Fellow UNL students Frida Aguilera de la Torre, 19, and Fatima Barragan-Herrera, 22, rallied alongside Marroquin and other Nebraskans who turned out on a raw November morning to show their support for the DACA program with chants and signs.
The crowd shouted along with the call-and-response of “Undocumented! Unafraid!” and waved signs supporting Dreamers.
Speakers at the podium urged participants to raise their voices so those inside the court could hear them.
Marroquin said that eliminating DACA would have a domino effect on the economy and that there is a misconception that DACA recipients are asking for special benefits.
“All we really want is just a fair shot,” he said.
In his own case, Marroquin said the program allows him to drive and work, making it possible in turn for him to pay for his own education.
Before Tuesday’s oral arguments even started, Trump took to Twitter to share his thoughts.
“Many of the people in DACA, no longer very young, are far from ‘angels,’ ” Trump tweeted. “Some are very tough, hardened criminals. President Obama said he had no legal right to sign order, but would anyway. If Supreme Court remedies with overturn, a deal will be made with Dems for them to stay!” The program bars anyone with a felony conviction from participating.

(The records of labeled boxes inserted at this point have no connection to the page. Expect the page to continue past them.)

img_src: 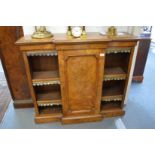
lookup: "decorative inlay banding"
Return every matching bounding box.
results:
[106,48,131,54]
[38,103,62,107]
[26,50,58,56]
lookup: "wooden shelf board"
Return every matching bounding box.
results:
[101,101,121,111]
[102,85,123,97]
[36,91,61,104]
[104,67,127,79]
[101,95,123,101]
[32,71,60,83]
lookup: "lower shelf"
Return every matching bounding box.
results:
[39,105,62,115]
[35,105,62,123]
[101,101,125,118]
[36,91,61,105]
[101,101,121,111]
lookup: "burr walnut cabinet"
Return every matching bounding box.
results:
[16,33,138,123]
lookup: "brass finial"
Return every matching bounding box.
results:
[32,26,53,39]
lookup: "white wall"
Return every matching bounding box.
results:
[23,26,129,35]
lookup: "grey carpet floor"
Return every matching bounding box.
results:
[122,48,155,129]
[0,103,116,129]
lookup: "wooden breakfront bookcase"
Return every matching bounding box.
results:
[16,33,138,123]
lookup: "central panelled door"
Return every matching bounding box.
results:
[59,49,104,116]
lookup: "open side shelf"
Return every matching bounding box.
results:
[101,101,121,111]
[34,84,62,106]
[32,71,60,86]
[101,101,125,117]
[39,105,62,115]
[103,67,127,81]
[36,91,61,106]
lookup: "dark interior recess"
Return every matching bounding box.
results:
[101,101,121,111]
[105,53,130,73]
[102,80,125,96]
[29,56,59,72]
[39,105,62,115]
[34,84,61,101]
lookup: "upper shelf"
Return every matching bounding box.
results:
[32,71,60,86]
[104,67,127,81]
[16,32,139,45]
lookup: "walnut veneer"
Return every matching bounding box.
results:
[16,33,138,123]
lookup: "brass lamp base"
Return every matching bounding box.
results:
[32,26,53,39]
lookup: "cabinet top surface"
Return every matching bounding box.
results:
[16,33,139,45]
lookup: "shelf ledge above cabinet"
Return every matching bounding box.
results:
[26,50,58,56]
[32,71,60,86]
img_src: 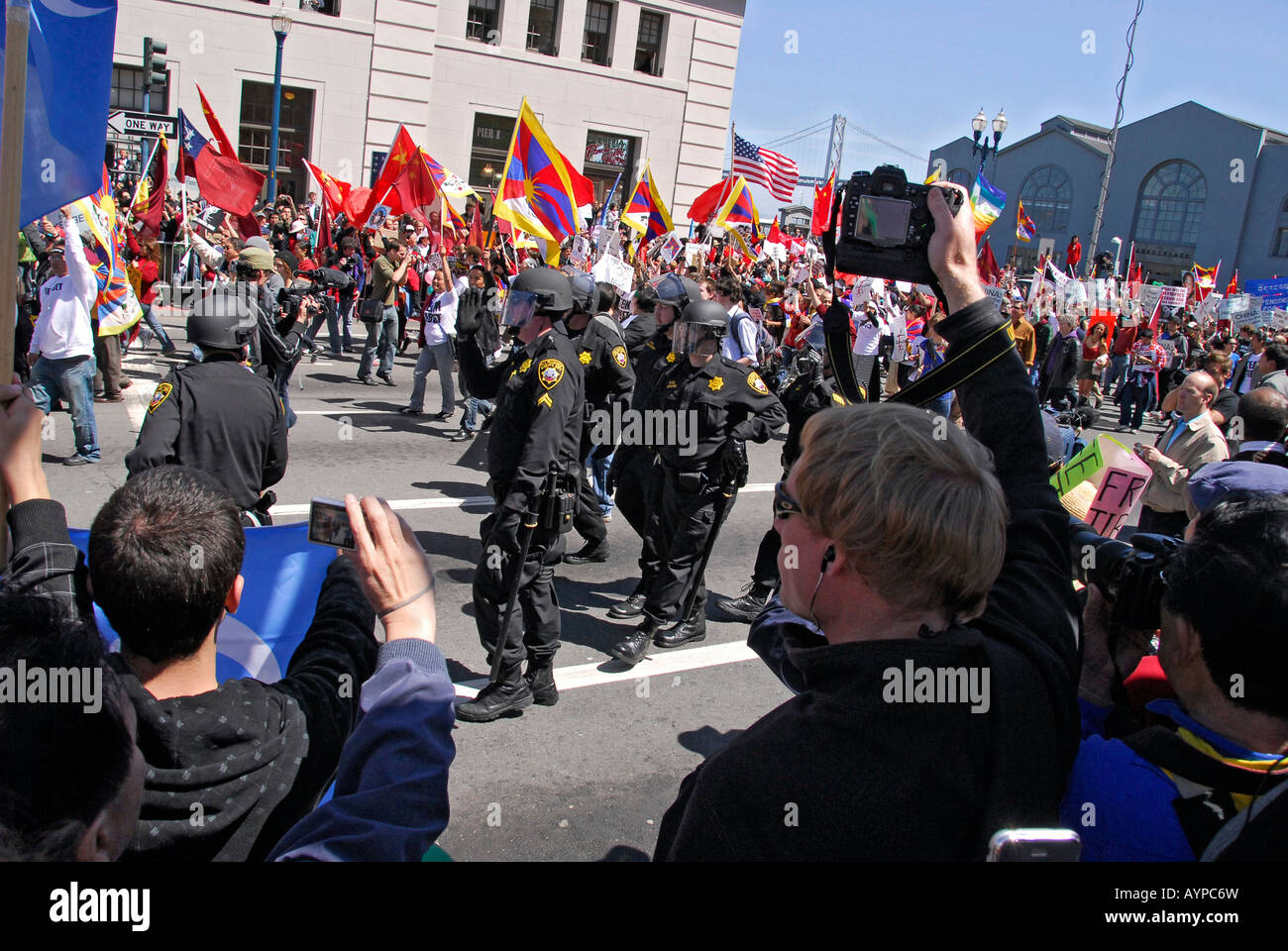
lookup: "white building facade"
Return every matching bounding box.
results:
[112,0,746,217]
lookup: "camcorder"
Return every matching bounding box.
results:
[823,165,963,297]
[277,268,353,322]
[1069,517,1182,630]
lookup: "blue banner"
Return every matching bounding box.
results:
[1243,277,1288,307]
[71,522,335,683]
[0,0,116,224]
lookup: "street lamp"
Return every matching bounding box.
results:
[268,3,291,201]
[970,106,1008,170]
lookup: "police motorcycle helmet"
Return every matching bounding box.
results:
[188,288,259,351]
[652,274,702,327]
[501,268,574,330]
[671,300,729,356]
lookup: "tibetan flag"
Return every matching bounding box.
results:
[64,162,143,337]
[970,171,1006,243]
[0,0,116,225]
[496,99,595,264]
[130,136,170,237]
[1015,198,1038,241]
[69,522,335,683]
[808,168,836,235]
[174,110,265,215]
[712,175,760,254]
[622,162,675,244]
[300,158,353,218]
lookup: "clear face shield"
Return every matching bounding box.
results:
[501,291,541,330]
[671,324,720,357]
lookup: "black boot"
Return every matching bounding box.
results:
[653,613,707,647]
[564,539,608,565]
[608,616,657,668]
[608,592,645,618]
[716,581,774,621]
[456,665,532,723]
[523,657,559,706]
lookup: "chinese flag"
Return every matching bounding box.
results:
[808,168,836,235]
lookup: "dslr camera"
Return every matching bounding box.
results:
[1069,517,1182,630]
[823,165,962,288]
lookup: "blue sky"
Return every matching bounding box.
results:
[733,0,1288,208]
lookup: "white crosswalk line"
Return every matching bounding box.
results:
[456,641,756,699]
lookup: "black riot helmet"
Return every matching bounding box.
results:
[568,270,599,316]
[188,288,259,351]
[501,268,574,329]
[671,300,729,356]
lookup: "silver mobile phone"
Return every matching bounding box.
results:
[988,828,1082,862]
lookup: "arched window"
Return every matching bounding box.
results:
[1020,165,1073,235]
[1136,159,1207,245]
[1270,194,1288,258]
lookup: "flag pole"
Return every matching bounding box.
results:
[0,0,31,407]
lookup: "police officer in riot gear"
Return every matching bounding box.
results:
[608,274,702,620]
[125,290,287,526]
[564,270,635,565]
[456,268,584,723]
[716,321,849,621]
[609,300,787,665]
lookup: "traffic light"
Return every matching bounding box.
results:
[143,36,170,112]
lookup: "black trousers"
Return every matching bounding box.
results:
[644,467,737,624]
[474,511,564,685]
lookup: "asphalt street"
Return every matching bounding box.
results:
[44,314,1158,860]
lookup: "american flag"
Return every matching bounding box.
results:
[733,133,800,201]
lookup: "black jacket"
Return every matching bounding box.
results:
[654,300,1079,861]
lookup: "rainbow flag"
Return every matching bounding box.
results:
[622,161,675,245]
[65,165,143,337]
[970,171,1006,241]
[494,98,595,264]
[1015,198,1038,241]
[711,175,760,256]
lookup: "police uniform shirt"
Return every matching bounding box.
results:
[461,326,584,511]
[656,356,787,472]
[125,355,287,509]
[576,317,635,407]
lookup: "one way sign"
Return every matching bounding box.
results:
[107,110,179,139]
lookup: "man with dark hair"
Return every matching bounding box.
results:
[1231,386,1288,467]
[1061,493,1288,862]
[89,467,376,861]
[0,384,145,862]
[1257,343,1288,395]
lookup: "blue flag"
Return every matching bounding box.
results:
[0,0,116,224]
[71,522,335,683]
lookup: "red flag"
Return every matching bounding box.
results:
[808,168,836,235]
[975,239,1002,284]
[197,85,237,158]
[130,136,170,237]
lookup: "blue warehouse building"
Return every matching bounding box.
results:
[926,102,1288,290]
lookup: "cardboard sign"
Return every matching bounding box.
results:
[590,254,635,294]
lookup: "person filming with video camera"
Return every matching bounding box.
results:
[654,166,1078,861]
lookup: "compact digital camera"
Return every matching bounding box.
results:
[824,165,962,287]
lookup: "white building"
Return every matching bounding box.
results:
[112,0,746,215]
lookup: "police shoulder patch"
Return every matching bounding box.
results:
[149,382,174,415]
[537,360,563,389]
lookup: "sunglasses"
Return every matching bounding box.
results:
[774,482,805,518]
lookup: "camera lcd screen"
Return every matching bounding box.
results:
[854,194,912,248]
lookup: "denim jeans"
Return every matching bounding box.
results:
[309,297,353,357]
[408,340,456,412]
[358,304,398,377]
[31,357,99,462]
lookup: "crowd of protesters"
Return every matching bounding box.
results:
[0,169,1288,861]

Marroquin said that attending the rally brought a range of emotions.
On the one hand, it drove home the fact that the administration and its allies are working to eliminate the very program that allows him to participate in public life.
On the other, Marroquin was surrounded by DACA defenders who come from every walk of life and every part of the country.
“Just seeing everyone come together, come show their support, really means a lot,” he said.